My aunt and I took the kids to a drive-up snow cone place. When I reached out the window to hand the girl the money, she’s staring at my hands. When she looks up at me with questioning eyes, I deadpanned “We were killing clowns.” She gasped and took a step back while my aunt and I laughed so hard we had tears coming down our faces and couldn’t breathe. When she came back to give me the change, she still looked terrified of me and we were still laughing so hard we couldn’t say anything. Gawwwdddd. That girl had NO sense of humor. Like clowns really have rainbow colored blood.

Annnnnnyyyyyyyywaaaaaaaaayyyyyyyyyy. My aunt and I had to take my grandmother to have a CT scan while I was in Louisiana. My grandma is 89 and the sweetest, kindest old lady you’ve ever met. She’s also got a fantastic sense of humor. So one of the CT techs came out to get her and she’s on her walker and the girl is sort of holding on to her arm and helping her towards the room. So I said “Ok Grandma, remember NO biting, kicking, or pinching.” My aunt pipes up and says “Yeah Mama, no slapping, or punching, you be nice!” And my grandma started to giggle and the CT tech goes ashen, lets go of my grandma, while my aunt and I nearly fell off our chairs we were laughing so hard. The kids chimed in ”Behave Grandma!” and the girl looked on the verge of a stroke. It was priceless. The girl gave Grandma about five feet of space and then wouldn’t go near her while we continued to cry we were laughing so hard. Grandma giggled all the way into the room.
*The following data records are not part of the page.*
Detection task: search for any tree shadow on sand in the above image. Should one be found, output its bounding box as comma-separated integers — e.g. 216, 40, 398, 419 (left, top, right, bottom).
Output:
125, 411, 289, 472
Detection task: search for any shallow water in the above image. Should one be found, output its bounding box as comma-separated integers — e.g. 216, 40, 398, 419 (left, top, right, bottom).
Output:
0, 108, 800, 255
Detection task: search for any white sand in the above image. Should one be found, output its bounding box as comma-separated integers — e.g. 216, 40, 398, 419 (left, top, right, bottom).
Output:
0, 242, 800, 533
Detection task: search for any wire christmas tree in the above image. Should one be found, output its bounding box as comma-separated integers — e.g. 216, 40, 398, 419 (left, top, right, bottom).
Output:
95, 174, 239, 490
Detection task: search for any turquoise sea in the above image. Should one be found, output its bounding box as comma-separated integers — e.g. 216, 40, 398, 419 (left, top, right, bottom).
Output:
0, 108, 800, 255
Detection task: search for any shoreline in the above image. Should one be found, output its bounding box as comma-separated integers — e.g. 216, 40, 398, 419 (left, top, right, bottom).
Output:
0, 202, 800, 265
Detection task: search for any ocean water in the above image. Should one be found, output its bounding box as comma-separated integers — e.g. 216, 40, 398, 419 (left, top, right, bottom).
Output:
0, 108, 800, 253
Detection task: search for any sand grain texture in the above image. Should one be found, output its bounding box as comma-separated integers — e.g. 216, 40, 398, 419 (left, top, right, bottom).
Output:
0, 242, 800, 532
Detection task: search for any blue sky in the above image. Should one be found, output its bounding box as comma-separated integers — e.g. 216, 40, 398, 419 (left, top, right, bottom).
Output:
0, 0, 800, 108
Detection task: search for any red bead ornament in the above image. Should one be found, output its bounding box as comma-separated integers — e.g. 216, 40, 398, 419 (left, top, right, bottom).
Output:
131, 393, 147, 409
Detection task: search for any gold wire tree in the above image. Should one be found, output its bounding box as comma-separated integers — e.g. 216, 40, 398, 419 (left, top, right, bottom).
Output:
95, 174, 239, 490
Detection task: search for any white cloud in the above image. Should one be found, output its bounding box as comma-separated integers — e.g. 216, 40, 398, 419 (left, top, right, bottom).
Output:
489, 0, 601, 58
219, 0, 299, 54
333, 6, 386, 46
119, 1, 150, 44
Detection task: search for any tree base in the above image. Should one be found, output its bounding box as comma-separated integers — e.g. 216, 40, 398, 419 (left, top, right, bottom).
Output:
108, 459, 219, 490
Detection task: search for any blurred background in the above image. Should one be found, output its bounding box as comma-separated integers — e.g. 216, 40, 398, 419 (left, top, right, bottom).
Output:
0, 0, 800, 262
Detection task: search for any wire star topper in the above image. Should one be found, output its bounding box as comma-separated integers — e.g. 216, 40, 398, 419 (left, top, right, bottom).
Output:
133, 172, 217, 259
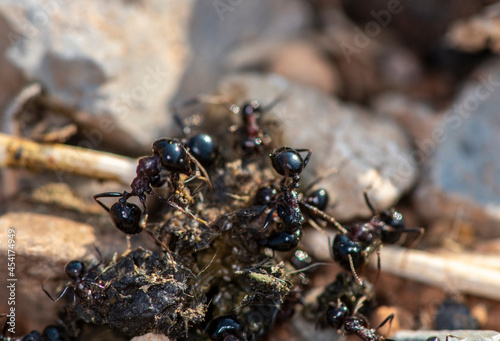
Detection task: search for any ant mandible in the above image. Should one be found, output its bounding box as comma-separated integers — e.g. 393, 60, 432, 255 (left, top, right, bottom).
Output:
363, 191, 424, 244
332, 191, 424, 281
42, 260, 105, 306
229, 96, 282, 154
94, 138, 211, 250
326, 297, 394, 341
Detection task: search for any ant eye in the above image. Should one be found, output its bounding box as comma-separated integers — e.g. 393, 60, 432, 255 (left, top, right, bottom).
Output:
205, 315, 244, 341
326, 302, 349, 329
186, 134, 217, 167
109, 201, 142, 234
269, 147, 304, 177
307, 189, 329, 211
380, 210, 405, 230
136, 156, 161, 177
253, 186, 278, 205
64, 260, 85, 281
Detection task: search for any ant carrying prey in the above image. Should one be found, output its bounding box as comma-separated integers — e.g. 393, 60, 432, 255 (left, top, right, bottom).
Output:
42, 253, 105, 306
332, 191, 424, 281
326, 297, 394, 341
94, 138, 211, 250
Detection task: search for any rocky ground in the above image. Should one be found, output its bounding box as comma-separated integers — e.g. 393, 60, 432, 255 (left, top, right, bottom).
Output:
0, 0, 500, 340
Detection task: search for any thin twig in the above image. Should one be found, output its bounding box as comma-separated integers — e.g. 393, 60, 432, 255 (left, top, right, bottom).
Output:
370, 246, 500, 300
0, 133, 137, 184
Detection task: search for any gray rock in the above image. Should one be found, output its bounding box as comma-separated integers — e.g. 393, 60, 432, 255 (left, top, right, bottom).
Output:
411, 59, 500, 238
213, 74, 417, 220
0, 0, 308, 145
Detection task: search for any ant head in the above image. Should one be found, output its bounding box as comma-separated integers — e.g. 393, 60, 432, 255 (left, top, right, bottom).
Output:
64, 260, 85, 282
332, 233, 365, 270
186, 134, 218, 167
205, 315, 244, 341
269, 147, 304, 177
136, 155, 161, 178
42, 326, 68, 341
380, 209, 405, 244
326, 301, 349, 329
380, 209, 405, 230
241, 100, 262, 117
109, 201, 142, 234
253, 186, 278, 205
306, 188, 329, 211
153, 139, 191, 174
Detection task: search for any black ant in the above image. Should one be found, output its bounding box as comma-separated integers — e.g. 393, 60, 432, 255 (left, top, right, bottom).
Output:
244, 147, 342, 251
332, 191, 424, 281
326, 297, 394, 341
205, 315, 247, 341
0, 314, 69, 341
229, 96, 281, 154
42, 260, 105, 306
363, 191, 424, 244
172, 100, 219, 168
94, 138, 211, 250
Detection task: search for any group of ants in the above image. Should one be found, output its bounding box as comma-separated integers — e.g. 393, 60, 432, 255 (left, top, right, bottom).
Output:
0, 100, 450, 341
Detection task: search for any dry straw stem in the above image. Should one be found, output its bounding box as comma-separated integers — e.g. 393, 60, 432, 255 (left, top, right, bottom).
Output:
370, 246, 500, 300
0, 133, 137, 184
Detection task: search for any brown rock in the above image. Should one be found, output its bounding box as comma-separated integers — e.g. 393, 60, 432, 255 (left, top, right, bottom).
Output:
0, 213, 96, 280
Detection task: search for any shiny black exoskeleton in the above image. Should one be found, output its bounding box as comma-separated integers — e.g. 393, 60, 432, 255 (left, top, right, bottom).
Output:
326, 300, 394, 341
39, 326, 69, 341
94, 138, 210, 244
304, 188, 329, 211
332, 233, 366, 270
205, 315, 247, 341
261, 228, 302, 252
42, 260, 104, 305
186, 134, 219, 168
332, 192, 423, 278
94, 192, 144, 235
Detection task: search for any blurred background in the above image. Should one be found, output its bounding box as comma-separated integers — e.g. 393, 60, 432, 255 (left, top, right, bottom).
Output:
0, 0, 500, 338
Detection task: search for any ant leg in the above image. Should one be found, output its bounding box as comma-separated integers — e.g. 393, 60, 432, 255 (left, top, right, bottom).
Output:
185, 150, 213, 189
42, 283, 69, 302
363, 189, 378, 215
94, 192, 125, 212
262, 206, 278, 230
347, 254, 363, 285
352, 296, 367, 315
375, 314, 394, 334
234, 205, 269, 217
308, 218, 328, 236
299, 201, 347, 234
144, 229, 175, 266
153, 192, 208, 225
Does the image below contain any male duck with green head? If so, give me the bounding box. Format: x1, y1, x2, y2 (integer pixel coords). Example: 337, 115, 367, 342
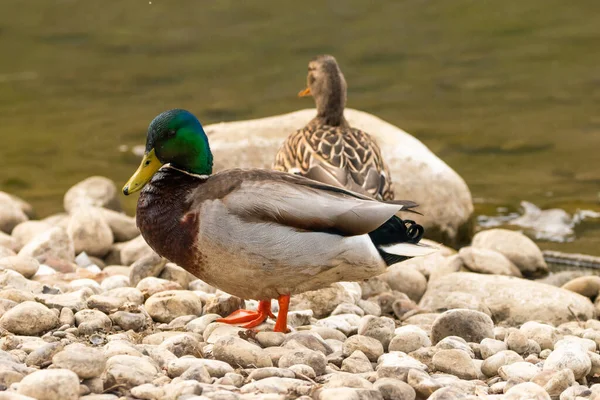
123, 109, 436, 332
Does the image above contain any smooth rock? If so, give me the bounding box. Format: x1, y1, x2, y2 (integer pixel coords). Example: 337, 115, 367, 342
145, 290, 202, 322
504, 382, 550, 400
0, 192, 29, 233
290, 282, 362, 318
0, 301, 58, 336
420, 272, 595, 326
99, 208, 140, 242
205, 108, 473, 245
0, 256, 40, 279
373, 378, 416, 400
18, 369, 79, 400
498, 361, 541, 381
431, 309, 494, 343
479, 338, 508, 360
19, 227, 75, 263
342, 335, 383, 362
358, 315, 396, 349
213, 337, 273, 368
278, 349, 327, 376
104, 355, 160, 388
389, 325, 431, 353
120, 235, 155, 265
481, 350, 523, 378
379, 262, 427, 301
472, 229, 548, 276
519, 321, 559, 350
67, 207, 114, 257
458, 246, 522, 277
544, 343, 592, 380
63, 176, 121, 213
432, 349, 478, 380
341, 350, 373, 374
52, 344, 106, 379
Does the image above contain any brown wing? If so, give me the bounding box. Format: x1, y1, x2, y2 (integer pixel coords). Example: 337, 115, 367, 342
273, 125, 394, 200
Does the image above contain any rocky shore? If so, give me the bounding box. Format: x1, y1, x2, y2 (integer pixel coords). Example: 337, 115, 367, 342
0, 177, 600, 400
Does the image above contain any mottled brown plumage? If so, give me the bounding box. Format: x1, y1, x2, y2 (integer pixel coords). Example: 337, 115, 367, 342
273, 56, 394, 200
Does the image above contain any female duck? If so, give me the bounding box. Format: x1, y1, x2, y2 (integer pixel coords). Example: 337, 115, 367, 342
123, 110, 434, 332
273, 55, 394, 200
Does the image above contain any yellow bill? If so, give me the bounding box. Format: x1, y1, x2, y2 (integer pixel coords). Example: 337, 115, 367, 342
123, 149, 163, 196
298, 88, 312, 97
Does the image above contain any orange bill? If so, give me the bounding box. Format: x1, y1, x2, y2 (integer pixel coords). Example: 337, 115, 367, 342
298, 88, 312, 97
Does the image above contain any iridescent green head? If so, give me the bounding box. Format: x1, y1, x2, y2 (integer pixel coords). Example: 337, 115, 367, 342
123, 109, 212, 195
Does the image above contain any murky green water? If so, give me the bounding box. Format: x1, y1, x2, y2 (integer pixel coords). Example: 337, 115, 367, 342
0, 0, 600, 255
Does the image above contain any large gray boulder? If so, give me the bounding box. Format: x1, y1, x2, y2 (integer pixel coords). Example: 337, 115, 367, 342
205, 109, 473, 245
420, 272, 595, 326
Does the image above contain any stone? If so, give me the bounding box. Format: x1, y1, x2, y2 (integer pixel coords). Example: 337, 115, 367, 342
379, 262, 427, 302
98, 208, 140, 242
248, 364, 300, 381
19, 227, 75, 263
389, 325, 431, 353
240, 377, 315, 399
0, 256, 40, 279
64, 176, 121, 213
75, 309, 112, 335
498, 361, 541, 381
278, 349, 327, 376
213, 337, 273, 368
0, 301, 58, 336
342, 335, 383, 362
357, 315, 396, 349
506, 330, 537, 354
145, 290, 202, 322
120, 235, 155, 265
255, 332, 285, 347
419, 272, 595, 326
373, 378, 416, 400
562, 275, 600, 300
431, 309, 494, 343
376, 351, 427, 381
205, 108, 473, 245
0, 192, 29, 233
167, 356, 234, 378
341, 350, 373, 374
479, 338, 508, 360
158, 263, 196, 290
316, 314, 360, 336
52, 344, 106, 379
432, 349, 478, 380
67, 207, 114, 257
504, 382, 550, 400
204, 294, 244, 317
181, 365, 212, 383
472, 229, 548, 277
103, 355, 160, 389
18, 369, 79, 400
531, 369, 575, 398
519, 321, 558, 350
481, 350, 523, 378
290, 282, 361, 318
544, 343, 592, 380
458, 246, 522, 277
I SWEAR. No one has a sense of humor anymore….. Grandma’s the one who took out the clowns. We just buried them. Only the arterial blood is rainbow colored. ;D

I’ve been visiting my Grandma again in Louisiana. I got in at 4 am. CarnageSIS and Greenbean3 you can stop posting “missing” flyers. lol. I had no internet access in the swamp. ;D We’ll return to your regular programming shortly.